Second, we found no differences between OT and GU regarding PSC scoring. This is not a surprising finding as both wards are considered intrinsically hazardous work units that involve risky activities at baseline [2,3]. Several studies have reported that PSC scores vary across different work units, with less safe climates in OT, critical care, and emergency departments compared with surgical and medical inpatient areas [2,7]. Although previous studies focused on examining unit-specific PSC with high levels of intrinsic risk, further research concerning the PSC of other units, such as the pediatric, internal medicine, and nursing homes, is highly needed [9,10].

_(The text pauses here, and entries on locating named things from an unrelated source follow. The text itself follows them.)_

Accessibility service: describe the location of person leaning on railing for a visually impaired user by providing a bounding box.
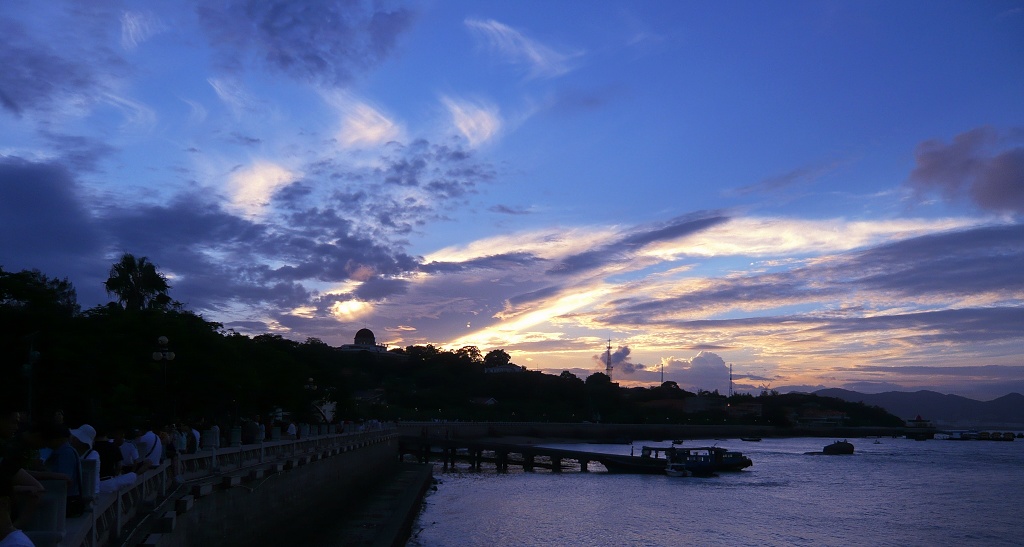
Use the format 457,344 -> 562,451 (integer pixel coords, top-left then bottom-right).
0,406 -> 43,547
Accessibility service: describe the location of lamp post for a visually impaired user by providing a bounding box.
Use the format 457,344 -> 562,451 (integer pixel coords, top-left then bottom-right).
153,336 -> 174,422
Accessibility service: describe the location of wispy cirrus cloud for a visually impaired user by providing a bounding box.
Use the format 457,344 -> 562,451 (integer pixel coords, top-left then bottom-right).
465,18 -> 584,78
441,96 -> 502,148
121,10 -> 166,50
196,0 -> 416,86
322,91 -> 404,148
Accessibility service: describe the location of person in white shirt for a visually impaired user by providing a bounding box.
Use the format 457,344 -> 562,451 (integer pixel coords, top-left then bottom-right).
133,429 -> 164,468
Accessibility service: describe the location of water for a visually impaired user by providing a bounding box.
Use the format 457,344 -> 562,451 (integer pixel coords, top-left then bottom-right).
409,438 -> 1024,547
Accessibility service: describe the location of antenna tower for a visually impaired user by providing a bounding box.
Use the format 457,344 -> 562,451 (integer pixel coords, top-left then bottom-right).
604,338 -> 613,380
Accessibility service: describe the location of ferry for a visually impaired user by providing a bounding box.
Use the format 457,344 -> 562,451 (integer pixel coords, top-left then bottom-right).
598,447 -> 754,475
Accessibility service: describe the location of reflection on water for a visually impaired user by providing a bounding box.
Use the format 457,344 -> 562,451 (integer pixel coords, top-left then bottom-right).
410,438 -> 1024,547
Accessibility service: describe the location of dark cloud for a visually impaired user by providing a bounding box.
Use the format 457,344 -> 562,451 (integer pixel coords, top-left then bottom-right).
548,212 -> 729,276
487,205 -> 529,215
733,164 -> 838,196
604,224 -> 1024,325
355,278 -> 410,300
196,0 -> 415,85
849,365 -> 1024,379
420,252 -> 542,274
839,224 -> 1024,296
666,351 -> 729,391
0,17 -> 98,115
0,156 -> 100,264
907,126 -> 1024,213
230,131 -> 263,146
376,139 -> 495,200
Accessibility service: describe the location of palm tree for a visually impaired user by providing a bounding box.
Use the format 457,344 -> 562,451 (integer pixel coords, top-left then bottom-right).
103,253 -> 171,311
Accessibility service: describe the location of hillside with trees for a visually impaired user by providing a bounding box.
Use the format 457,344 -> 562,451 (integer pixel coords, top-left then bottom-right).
0,258 -> 902,427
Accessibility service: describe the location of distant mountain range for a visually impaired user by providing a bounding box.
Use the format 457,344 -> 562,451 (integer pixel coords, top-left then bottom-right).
814,388 -> 1024,428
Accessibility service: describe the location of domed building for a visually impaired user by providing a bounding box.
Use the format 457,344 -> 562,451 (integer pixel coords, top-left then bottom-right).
338,329 -> 387,353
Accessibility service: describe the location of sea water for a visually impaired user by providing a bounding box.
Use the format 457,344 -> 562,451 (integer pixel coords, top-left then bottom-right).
409,438 -> 1024,547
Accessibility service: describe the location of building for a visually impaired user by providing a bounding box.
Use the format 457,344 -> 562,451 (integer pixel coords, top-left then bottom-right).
338,329 -> 387,353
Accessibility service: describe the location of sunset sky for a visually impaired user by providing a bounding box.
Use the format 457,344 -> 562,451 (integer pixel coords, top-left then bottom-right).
0,0 -> 1024,399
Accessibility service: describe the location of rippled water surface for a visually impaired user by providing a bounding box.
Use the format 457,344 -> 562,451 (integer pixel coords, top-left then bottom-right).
409,438 -> 1024,547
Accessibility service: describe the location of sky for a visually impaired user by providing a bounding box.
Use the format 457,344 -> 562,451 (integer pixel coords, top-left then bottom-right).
0,0 -> 1024,399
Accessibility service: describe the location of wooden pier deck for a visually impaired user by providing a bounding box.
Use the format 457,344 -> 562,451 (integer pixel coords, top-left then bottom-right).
398,435 -> 623,472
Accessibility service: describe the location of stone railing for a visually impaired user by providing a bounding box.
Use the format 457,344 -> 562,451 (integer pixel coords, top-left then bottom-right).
25,424 -> 397,547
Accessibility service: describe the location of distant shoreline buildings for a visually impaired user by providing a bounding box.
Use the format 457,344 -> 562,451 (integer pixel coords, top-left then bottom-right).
338,329 -> 387,354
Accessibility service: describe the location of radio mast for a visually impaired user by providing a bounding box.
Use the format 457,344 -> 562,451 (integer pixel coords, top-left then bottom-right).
729,363 -> 732,397
604,338 -> 613,380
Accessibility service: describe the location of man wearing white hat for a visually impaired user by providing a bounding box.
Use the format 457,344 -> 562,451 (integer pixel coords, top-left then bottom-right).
71,424 -> 99,495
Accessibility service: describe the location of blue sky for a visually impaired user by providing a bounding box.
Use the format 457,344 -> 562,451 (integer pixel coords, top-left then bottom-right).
6,0 -> 1024,398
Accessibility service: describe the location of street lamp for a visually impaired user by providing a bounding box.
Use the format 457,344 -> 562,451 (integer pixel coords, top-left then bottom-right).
153,336 -> 174,420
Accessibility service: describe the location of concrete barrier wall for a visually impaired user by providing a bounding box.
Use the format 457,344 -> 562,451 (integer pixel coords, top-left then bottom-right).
161,437 -> 398,546
398,422 -> 907,441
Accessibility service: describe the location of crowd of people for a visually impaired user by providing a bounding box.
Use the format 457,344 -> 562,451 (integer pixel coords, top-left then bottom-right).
0,401 -> 299,547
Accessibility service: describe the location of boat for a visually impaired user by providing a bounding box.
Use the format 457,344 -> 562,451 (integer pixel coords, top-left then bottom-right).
668,447 -> 754,475
597,447 -> 754,475
665,462 -> 693,476
821,440 -> 853,455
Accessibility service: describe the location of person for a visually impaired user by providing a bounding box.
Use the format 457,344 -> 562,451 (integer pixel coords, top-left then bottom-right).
132,427 -> 164,470
178,423 -> 199,454
68,424 -> 100,497
157,432 -> 184,482
0,405 -> 44,547
92,428 -> 138,494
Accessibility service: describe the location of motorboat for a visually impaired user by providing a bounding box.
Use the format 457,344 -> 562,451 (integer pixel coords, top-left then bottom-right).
821,439 -> 853,456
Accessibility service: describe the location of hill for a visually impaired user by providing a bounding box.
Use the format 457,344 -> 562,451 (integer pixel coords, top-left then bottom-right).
814,388 -> 1024,427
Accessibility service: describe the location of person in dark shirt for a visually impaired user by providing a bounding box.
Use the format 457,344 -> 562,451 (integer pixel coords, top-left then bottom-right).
0,401 -> 43,545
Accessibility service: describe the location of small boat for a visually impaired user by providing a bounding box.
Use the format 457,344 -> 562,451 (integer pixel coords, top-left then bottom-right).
665,462 -> 693,476
596,447 -> 754,476
821,440 -> 853,455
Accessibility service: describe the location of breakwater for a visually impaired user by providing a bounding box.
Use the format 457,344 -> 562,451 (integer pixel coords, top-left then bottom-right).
398,422 -> 935,443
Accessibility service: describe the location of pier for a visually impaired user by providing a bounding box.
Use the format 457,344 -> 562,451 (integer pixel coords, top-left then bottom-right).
398,436 -> 608,472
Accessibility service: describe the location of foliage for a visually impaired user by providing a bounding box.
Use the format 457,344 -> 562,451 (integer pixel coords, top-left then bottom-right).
103,253 -> 171,311
0,260 -> 902,426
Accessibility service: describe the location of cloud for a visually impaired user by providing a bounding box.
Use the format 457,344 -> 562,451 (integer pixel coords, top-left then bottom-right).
487,205 -> 530,215
196,0 -> 416,86
0,17 -> 102,115
465,18 -> 583,78
548,213 -> 728,276
121,11 -> 166,50
441,96 -> 502,148
322,91 -> 404,148
907,126 -> 1024,213
0,156 -> 105,298
593,346 -> 646,374
204,78 -> 261,118
227,161 -> 298,216
731,163 -> 839,196
662,351 -> 729,393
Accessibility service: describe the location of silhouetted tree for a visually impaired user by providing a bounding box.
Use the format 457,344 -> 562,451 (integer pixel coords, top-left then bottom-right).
103,253 -> 171,311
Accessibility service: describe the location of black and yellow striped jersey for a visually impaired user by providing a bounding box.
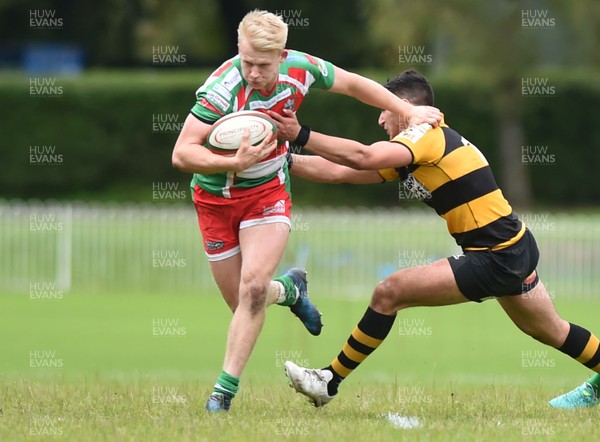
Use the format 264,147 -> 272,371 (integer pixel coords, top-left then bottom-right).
379,122 -> 525,250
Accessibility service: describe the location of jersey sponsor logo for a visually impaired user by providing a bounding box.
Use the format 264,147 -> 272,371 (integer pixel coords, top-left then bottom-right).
220,68 -> 242,91
206,91 -> 230,112
402,173 -> 431,201
213,83 -> 231,101
283,98 -> 296,110
279,73 -> 314,95
398,123 -> 431,143
249,89 -> 292,110
263,200 -> 285,215
206,241 -> 225,252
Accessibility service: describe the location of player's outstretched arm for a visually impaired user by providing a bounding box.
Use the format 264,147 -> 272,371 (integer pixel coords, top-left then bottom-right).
290,154 -> 384,184
269,109 -> 412,171
329,66 -> 442,126
171,114 -> 277,174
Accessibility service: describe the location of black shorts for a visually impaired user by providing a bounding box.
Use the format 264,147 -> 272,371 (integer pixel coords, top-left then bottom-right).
448,230 -> 540,302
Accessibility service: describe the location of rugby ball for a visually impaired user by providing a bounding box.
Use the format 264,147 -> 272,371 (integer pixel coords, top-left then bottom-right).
206,111 -> 277,152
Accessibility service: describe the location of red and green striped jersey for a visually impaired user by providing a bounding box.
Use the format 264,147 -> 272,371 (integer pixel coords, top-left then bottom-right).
191,50 -> 334,198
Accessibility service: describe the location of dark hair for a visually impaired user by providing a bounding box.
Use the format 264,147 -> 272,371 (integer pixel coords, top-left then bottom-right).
383,69 -> 433,106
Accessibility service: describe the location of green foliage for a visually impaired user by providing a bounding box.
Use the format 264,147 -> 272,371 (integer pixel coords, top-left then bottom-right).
0,71 -> 600,205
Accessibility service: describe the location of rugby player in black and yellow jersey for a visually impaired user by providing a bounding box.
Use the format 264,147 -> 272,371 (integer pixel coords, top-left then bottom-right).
271,70 -> 600,408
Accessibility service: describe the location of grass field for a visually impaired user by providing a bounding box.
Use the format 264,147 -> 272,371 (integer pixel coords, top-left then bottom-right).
0,293 -> 600,441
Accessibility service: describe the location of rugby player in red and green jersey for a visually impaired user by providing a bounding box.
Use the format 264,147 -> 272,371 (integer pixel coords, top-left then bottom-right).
172,11 -> 441,412
272,69 -> 600,409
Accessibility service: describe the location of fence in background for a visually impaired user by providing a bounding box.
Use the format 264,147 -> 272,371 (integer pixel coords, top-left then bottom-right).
0,201 -> 600,299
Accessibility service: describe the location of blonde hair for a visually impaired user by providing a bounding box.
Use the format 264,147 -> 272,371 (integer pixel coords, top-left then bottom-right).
238,9 -> 288,51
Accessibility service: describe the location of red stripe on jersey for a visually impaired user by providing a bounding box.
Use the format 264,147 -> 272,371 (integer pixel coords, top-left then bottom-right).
200,97 -> 224,116
304,54 -> 319,66
280,68 -> 306,84
211,60 -> 233,77
234,84 -> 246,112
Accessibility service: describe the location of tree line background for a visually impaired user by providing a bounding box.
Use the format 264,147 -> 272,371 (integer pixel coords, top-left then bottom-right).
0,0 -> 600,207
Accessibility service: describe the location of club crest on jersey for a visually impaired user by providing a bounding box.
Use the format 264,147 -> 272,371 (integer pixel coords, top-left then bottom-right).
317,58 -> 329,77
206,241 -> 225,251
263,200 -> 285,215
402,173 -> 431,201
398,123 -> 431,143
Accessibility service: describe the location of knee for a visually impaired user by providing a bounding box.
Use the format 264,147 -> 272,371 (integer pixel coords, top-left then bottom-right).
371,279 -> 402,314
519,321 -> 568,348
240,279 -> 268,316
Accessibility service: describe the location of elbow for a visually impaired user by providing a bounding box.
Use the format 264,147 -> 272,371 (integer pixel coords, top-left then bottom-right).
346,147 -> 369,170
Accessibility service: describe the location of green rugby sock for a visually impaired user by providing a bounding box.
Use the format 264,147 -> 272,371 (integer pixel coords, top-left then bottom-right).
274,275 -> 298,306
586,373 -> 600,394
213,370 -> 240,398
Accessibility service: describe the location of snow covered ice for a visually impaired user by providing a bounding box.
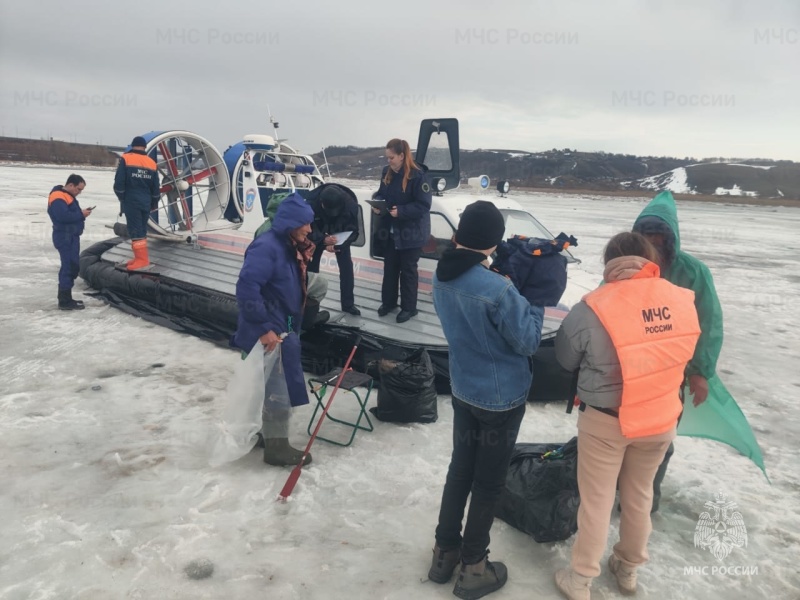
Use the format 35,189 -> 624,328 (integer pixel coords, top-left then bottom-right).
0,166 -> 800,600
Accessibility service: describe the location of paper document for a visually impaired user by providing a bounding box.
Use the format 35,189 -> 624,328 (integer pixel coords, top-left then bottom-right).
328,231 -> 353,246
366,200 -> 389,215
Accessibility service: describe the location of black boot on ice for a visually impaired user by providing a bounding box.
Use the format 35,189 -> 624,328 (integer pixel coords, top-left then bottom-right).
428,544 -> 461,583
264,438 -> 311,467
58,288 -> 86,310
453,556 -> 508,600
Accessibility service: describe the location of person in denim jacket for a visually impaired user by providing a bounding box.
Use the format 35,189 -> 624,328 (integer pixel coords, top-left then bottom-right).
428,200 -> 563,598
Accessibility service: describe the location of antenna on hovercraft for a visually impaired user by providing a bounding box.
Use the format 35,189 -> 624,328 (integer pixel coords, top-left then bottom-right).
267,104 -> 285,151
322,146 -> 331,181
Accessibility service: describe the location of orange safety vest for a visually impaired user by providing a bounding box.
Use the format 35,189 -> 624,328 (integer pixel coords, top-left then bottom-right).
584,263 -> 700,438
47,190 -> 75,206
122,152 -> 158,171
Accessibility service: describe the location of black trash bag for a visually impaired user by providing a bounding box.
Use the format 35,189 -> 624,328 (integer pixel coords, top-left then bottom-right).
495,437 -> 581,543
370,347 -> 439,423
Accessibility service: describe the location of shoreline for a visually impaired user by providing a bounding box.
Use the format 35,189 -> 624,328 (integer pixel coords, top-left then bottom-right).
512,187 -> 800,208
0,160 -> 800,208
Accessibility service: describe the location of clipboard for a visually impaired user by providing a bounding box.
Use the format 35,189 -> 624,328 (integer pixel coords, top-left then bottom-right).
365,200 -> 389,216
328,231 -> 355,246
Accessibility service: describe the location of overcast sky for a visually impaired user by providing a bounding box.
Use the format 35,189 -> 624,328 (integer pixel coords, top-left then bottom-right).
0,0 -> 800,160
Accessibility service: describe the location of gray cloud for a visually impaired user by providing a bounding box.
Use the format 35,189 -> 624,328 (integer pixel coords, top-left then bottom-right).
0,0 -> 800,160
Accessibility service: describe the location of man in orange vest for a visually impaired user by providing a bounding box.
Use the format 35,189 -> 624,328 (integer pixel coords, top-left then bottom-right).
114,135 -> 161,271
555,233 -> 700,600
47,173 -> 92,310
633,192 -> 722,512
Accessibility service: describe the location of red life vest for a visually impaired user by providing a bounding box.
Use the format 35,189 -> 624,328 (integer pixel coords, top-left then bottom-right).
584,263 -> 700,438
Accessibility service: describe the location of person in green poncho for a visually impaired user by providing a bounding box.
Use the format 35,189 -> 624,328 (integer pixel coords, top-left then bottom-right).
633,192 -> 722,512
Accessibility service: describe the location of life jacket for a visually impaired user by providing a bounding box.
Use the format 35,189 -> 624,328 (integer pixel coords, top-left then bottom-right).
47,190 -> 75,208
584,263 -> 700,438
122,152 -> 158,171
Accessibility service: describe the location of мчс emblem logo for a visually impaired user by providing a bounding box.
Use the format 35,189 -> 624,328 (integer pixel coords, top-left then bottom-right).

Finally, we found a strong significant positive association between organizational, ward, and individual performance levels of PSC. This finding calls for hospital managers to expend great efforts in improving PSC on all three levels, thus ensuring that by improving the organizational climate they may also improve ward and individual safety climates.

Some limitations of this study should be recognized. First, the data was collected by self-report, which might involve recall or report bias. Second, because this study was cross-sectional using a convenience sample, we are aware of the potential for selection bias. Finally, other dimensions associated with PSC, such as leadership, burnout, job satisfaction, team communication, etc., were not examined in this study and should be considered in the future.

Conclusion

Based on the results of our study and existing literature, comparisons of PSC between physicians and nurses have shown differences on all three levels of PSC. Hospital and ward managers should expend great efforts in improving PSC. Although we found that physicians rated organizational, and ward PSC as less safe than did nurses, we recommend that both physicians and nurses improve their perceptions regarding PSC by educational and consecutive training programs based on their most pressing needs. Future research should continue to focus on the inter-professional differences, in various health care organizations and work units, examining other dimensions associated with PSC (e.g., leadership, burnout, job satisfaction, team communication) and whether these dimensions increase PSC.